There is a good chance that NVIDIA will be the dominant player in the market. Whether CUDA or OPENCL dominate as a choice of language is TBD. Will GPUs dominate the HPC market? If domination means displacing CPUs, then this is unlikely, given the limitation on the types of problems that are either best-suited for many-core vs. GPUs processing. There will certainly be more and more interplay between the architectures. 

SC Online: If you make errors for hurricane tracking, that could kill a lot of people. Should the development of applications continue with current programming models? Are there more evolutionary approaches to debugging applications on hybrid x86/GPU systems?
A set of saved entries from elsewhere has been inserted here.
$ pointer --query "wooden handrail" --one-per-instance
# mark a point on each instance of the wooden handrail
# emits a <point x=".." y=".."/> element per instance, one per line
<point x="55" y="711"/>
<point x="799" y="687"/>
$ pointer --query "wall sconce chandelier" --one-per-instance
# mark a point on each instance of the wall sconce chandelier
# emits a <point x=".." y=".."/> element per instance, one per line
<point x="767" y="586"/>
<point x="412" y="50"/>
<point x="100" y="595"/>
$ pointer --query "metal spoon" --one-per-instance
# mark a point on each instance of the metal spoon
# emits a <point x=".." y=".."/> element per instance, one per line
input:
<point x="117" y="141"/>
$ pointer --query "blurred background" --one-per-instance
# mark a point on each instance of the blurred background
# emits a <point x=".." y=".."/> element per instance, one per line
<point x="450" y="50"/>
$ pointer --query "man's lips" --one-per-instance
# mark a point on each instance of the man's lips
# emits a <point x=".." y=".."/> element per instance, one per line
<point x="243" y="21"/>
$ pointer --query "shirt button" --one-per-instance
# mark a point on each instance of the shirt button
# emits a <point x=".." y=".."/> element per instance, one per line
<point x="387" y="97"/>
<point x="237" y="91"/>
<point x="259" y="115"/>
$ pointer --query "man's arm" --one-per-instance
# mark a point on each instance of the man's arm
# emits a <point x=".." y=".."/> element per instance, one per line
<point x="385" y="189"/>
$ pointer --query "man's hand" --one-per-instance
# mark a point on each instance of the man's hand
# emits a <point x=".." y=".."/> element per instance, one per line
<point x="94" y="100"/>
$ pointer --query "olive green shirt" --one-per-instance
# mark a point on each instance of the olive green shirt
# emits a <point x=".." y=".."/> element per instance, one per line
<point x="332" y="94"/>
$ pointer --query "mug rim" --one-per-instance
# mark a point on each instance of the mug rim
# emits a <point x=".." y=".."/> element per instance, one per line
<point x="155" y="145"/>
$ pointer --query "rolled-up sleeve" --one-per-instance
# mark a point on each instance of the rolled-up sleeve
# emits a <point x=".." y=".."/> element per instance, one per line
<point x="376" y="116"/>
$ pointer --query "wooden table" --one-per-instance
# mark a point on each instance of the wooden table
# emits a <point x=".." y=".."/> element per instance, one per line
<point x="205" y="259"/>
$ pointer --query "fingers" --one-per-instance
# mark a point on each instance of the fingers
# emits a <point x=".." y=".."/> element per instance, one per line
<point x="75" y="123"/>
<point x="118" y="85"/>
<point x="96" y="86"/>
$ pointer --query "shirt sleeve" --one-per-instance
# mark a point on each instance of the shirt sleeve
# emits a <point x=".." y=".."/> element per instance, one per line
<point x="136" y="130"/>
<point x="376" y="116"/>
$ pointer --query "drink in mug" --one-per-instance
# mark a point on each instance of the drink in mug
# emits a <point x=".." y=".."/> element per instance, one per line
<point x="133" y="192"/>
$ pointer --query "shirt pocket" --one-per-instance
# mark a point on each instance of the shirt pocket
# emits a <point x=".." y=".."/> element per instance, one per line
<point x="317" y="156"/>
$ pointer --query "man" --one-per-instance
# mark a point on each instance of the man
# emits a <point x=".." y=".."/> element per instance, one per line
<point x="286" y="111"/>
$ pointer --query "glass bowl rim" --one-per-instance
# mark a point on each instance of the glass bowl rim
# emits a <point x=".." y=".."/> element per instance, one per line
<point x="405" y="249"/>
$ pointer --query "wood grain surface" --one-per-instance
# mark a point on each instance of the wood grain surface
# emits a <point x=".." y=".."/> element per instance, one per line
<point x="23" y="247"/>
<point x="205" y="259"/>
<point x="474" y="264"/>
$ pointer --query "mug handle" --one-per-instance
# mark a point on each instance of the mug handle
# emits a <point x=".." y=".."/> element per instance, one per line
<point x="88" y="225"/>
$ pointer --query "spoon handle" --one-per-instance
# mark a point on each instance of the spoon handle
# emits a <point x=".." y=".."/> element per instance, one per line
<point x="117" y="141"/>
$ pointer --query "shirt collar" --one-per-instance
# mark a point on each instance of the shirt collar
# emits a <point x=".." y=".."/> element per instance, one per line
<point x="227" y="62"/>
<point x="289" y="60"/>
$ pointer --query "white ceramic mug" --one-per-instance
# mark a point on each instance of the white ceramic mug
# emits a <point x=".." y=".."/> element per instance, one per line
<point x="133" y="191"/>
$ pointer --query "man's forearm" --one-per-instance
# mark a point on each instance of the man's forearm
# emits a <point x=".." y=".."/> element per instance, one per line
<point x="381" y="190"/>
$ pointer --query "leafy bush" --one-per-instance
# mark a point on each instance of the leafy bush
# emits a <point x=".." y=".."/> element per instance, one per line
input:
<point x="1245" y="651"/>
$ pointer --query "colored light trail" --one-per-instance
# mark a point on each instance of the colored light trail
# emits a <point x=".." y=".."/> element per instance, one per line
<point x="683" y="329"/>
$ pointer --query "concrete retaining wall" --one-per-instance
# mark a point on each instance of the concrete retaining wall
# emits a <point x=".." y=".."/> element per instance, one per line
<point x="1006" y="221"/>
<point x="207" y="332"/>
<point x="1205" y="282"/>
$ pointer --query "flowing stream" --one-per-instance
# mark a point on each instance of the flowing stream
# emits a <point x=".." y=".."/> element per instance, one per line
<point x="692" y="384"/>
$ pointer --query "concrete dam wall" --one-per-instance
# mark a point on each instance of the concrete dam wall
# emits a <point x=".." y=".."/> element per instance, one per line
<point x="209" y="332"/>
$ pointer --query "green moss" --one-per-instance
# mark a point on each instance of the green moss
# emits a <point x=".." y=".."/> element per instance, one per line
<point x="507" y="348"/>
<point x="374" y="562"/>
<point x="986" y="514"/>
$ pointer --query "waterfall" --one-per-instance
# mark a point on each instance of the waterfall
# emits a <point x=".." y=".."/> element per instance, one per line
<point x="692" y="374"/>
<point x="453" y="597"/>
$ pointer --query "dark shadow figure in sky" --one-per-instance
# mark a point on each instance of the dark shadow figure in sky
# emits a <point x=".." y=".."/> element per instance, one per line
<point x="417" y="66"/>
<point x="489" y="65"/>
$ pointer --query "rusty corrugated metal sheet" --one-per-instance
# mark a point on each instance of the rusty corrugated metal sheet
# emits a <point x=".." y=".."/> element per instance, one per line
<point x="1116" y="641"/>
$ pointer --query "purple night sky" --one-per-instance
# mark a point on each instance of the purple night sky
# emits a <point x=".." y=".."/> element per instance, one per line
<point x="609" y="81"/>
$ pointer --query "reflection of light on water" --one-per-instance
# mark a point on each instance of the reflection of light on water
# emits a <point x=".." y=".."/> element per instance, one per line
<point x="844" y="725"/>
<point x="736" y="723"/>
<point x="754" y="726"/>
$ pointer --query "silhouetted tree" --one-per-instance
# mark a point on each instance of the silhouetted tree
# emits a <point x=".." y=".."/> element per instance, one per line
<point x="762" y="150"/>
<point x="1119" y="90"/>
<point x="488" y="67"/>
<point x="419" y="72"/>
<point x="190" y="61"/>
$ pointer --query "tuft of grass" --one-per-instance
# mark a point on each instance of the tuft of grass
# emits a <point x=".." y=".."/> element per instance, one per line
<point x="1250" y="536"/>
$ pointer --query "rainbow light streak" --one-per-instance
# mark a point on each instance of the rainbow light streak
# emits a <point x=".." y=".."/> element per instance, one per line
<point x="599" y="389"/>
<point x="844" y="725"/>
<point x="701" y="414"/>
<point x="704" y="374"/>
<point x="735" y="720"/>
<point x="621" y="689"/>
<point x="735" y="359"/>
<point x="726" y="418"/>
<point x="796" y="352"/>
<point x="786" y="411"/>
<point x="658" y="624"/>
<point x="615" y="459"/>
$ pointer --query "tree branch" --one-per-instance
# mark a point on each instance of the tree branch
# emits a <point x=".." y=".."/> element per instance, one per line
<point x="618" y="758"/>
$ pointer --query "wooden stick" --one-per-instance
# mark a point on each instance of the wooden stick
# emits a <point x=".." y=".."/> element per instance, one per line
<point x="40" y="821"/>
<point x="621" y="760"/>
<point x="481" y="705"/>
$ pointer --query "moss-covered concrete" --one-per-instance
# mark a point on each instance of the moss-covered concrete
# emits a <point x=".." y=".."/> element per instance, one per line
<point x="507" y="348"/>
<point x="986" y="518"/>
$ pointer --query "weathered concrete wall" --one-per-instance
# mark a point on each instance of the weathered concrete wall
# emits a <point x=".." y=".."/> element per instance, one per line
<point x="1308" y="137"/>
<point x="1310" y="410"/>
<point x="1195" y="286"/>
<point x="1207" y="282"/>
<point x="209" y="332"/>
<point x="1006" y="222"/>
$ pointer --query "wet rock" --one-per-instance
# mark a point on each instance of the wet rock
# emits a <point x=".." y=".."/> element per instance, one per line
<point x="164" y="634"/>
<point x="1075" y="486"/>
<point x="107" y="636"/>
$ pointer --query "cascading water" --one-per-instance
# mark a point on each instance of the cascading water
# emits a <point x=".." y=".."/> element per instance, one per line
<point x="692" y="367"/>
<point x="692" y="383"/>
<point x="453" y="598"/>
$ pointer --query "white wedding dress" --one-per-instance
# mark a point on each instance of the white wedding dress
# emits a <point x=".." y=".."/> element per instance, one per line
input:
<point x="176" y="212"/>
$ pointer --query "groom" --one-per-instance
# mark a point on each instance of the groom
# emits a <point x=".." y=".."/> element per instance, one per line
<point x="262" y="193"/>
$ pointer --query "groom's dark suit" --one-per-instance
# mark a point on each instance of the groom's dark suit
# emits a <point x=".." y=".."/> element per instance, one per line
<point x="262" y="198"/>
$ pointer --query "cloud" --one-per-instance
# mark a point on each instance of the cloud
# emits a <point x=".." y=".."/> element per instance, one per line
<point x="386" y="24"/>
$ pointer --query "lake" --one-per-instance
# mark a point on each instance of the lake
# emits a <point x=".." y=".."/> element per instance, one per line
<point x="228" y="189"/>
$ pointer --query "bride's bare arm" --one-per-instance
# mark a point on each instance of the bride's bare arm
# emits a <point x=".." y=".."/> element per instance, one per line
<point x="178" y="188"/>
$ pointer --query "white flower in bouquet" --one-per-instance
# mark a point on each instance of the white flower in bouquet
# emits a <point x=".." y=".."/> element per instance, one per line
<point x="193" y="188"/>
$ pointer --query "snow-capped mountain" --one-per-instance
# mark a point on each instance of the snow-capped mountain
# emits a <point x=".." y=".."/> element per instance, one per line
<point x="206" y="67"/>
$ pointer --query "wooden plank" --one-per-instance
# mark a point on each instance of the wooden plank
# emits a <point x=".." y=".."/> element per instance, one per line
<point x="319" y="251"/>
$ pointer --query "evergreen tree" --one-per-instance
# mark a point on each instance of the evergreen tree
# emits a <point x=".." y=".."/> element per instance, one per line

FitzGerald: The current programming models will continue until new programming models are proven for critical systems. Evolutionary approaches to developing, optimizing and debugging parallel distributed applications will emerge as adoption of hybrid architectures increase. Unfortunately (and as I stated earlier), the challenge of tool/application interplay with hardware (architectures), software (algorithms), and infrastructure/communications limits the ability to develop and debug applications in a managed way. The TotalView debugger is a good example of a tool that supports a managed infrastructure and communications layer that also links into the debugging interfaces of the compilers and operating systems, as well as the applications execution. Continued advancements in hybrid systems (accelerators (GPUs), many-core (SMP), and distributed computing (MPI)) will result in evolutionary - and even some revolutionary - changes in the SDLC and the tools to support developers.

{slideshare}[slideshare id=4160028&doc=roguewavecorporatevisionp51910-12743048324027-phpapp02]{/slideshare}

SC Online wishes to thank Sean FitzGerald for his time and insights.